A recent article in Slate discusses how legal policy in the United States should be fixed in the post-Bush era. There are many things in it with which I wholeheartedly disagree. Perhaps the most egregious case is in relation to providing immunity to telecom firms that carried out illegal wiretaps for the administration. Jack Goldsmith argues:
Private-industry cooperation with government is vital to finding and tracking terrorists. If telecoms are punished for their good-faith reliance on executive-branch representations, they will not help the government except when clearly compelled to do so by law. Only full immunity, including retroactive immunity, will guarantee full cooperation.
I think the bigger danger here is providing a precedent that firms can break the law when asked by the administration, then bailed out afterwards. Only fear of prosecution is likely to make firms obey the law in the first place. Providing immunity would invalidate the concept of the rule of law, and open the door to more illegal actions carried out by the executive branch. “Full cooperation” is precisely what we do not want to encourage.

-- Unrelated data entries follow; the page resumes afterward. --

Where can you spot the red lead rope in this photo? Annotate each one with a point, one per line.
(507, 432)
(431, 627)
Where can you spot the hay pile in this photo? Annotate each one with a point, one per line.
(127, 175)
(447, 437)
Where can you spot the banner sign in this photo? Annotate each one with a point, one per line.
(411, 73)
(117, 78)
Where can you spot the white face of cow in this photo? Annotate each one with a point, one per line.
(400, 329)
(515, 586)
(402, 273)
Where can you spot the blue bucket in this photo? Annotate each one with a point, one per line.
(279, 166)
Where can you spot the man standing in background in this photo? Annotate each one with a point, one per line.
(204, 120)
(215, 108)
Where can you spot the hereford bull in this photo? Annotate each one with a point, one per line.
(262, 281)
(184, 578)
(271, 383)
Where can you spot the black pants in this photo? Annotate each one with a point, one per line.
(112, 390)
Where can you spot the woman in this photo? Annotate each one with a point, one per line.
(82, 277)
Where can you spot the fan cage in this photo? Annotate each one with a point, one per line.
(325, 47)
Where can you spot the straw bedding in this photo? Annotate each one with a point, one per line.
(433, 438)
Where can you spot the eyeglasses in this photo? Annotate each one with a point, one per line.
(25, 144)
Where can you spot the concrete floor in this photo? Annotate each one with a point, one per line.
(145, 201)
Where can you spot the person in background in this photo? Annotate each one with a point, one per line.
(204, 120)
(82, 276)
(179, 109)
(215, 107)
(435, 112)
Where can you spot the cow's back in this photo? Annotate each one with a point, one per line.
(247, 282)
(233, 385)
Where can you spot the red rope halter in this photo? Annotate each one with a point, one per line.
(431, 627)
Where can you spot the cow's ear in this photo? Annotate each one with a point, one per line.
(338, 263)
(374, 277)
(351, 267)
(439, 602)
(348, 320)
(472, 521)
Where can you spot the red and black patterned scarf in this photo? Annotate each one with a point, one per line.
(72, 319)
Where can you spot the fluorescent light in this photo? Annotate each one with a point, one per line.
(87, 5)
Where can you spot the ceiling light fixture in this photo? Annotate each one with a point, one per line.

If government wants to intercept the communication of private individuals, it must be a policy adopted through the due course of law. People need to know what it involves (though not necessarily the details of exactly how it works), who supported it, and how those supporters justified the choice. Greater security from terrorism at the cost of a more opaque and lawless state is not a good tradeoff. Company bosses should fear that they will be the ones in the dock when evidence emerges of their engaging in criminal acts, regardless of who asked them to do so. The alternative is more dangerous than the plots that warrantless wiretapping sought to foil.